Telangana High Court closes 21 PILs with dip in Covid cases

Update: 2021-01-21 23:52 IST

Telangana High Court

Hyderabad: In a major relief to the Telangana State government, the division bench comprising Chief Justice Hima Kohli and Justice Bollam Vijaysen Reddy on Thursday closed a batch of 21 Public Interest Litigations out of 24 filed, seeking a series of directions to the State government to take measures to contain rampant spread of Covid-19 in the State.

Keeping aside three PILs out of 24, the CJ bench closed the PILs in view of rollout of vaccine for Covid-19 and a drastic decrease in positive cases across the State. However, the court hinted that it would monitor further efforts of the government in containing Covid-19 spread, number of tests conducted etc.

When one of the counsels, Chikkudu Prabhakar, tried to intervene and informed the court that the State government had not conducted 50,000 tests a day as directed by the High Court, Chief Justice Hima Kohli came down heavily on him and said that a PIL should not be converted into adversarial litigation. "Rather, this batch of PILs is filed to ensure that the State is doing its best to tackle this pandemic and at the end of the day, we are convinced that the situation is under control," she said.

The court kept three PILs open which deal with private hospitals maintain transparency during treatment and billing, to reserve 50% of beds for the poor Covid-19 patients and to upgrade infrastructure in all PHCs and appoint staff.

The Chief Justice stated that to further monitor the steps of the State government in curtailing further spread of Covid-19, it directed the State government to file an affidavit. Court said the statement should contain number of Covid-19 tests that would be conducted between January 25 and February 1 indicating district-wise tests and RTPCR tests conducted with break up, the total number of Sero Surveillance conducted since June 2020 till date and turnaround time for receiving the reports of the RTPCR and feedback received.

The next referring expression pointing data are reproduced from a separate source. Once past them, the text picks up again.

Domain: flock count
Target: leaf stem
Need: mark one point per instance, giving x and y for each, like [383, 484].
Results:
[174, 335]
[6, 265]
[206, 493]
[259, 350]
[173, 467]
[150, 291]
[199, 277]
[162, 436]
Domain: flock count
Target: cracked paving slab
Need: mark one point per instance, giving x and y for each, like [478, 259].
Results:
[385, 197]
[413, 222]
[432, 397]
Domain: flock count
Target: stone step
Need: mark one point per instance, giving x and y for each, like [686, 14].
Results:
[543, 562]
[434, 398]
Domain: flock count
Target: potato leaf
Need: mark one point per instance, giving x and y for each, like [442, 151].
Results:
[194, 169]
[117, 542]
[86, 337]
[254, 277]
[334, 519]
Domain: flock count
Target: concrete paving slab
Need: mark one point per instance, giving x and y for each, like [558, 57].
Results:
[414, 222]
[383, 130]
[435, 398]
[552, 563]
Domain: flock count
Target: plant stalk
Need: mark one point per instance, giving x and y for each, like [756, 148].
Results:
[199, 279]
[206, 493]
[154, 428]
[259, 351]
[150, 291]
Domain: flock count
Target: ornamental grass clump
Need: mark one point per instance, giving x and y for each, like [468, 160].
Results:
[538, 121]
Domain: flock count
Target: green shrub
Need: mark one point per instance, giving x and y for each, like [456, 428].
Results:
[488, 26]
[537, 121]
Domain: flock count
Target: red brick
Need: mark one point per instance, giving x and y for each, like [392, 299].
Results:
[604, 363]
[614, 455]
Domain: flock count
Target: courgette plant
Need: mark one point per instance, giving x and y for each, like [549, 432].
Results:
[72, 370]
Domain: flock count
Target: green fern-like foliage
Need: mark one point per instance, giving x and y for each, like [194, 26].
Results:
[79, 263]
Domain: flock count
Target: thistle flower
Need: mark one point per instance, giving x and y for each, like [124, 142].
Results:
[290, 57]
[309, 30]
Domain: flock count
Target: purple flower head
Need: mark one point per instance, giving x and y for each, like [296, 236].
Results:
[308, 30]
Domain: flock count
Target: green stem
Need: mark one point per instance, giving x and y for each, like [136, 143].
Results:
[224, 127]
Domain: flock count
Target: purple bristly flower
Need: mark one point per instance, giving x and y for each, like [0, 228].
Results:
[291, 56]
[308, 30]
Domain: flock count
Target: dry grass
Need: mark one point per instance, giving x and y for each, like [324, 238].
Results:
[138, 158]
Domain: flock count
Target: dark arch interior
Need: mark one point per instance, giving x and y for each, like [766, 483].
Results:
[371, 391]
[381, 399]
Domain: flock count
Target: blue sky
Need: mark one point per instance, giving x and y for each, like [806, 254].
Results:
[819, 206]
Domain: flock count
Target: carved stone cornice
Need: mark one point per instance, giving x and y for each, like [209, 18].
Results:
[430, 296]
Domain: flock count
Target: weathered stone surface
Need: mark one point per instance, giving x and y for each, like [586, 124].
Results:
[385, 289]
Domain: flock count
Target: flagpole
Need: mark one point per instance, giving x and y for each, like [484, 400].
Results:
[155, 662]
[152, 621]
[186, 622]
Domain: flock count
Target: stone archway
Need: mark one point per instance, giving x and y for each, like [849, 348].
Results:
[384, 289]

Chief Justice Kohli further directed the Advocate General Banda Shivananda Prasad to give a ground report on the second strain of Covid-19 brought by the travelers from the UK. Advocate General informed the bench that four new strains were found and all the carriers of this new strain were identified, isolated and treated. The court directed the State government to file a report on the directions cited on or before February 19, and adjourned the matter to January 25 for further hearing.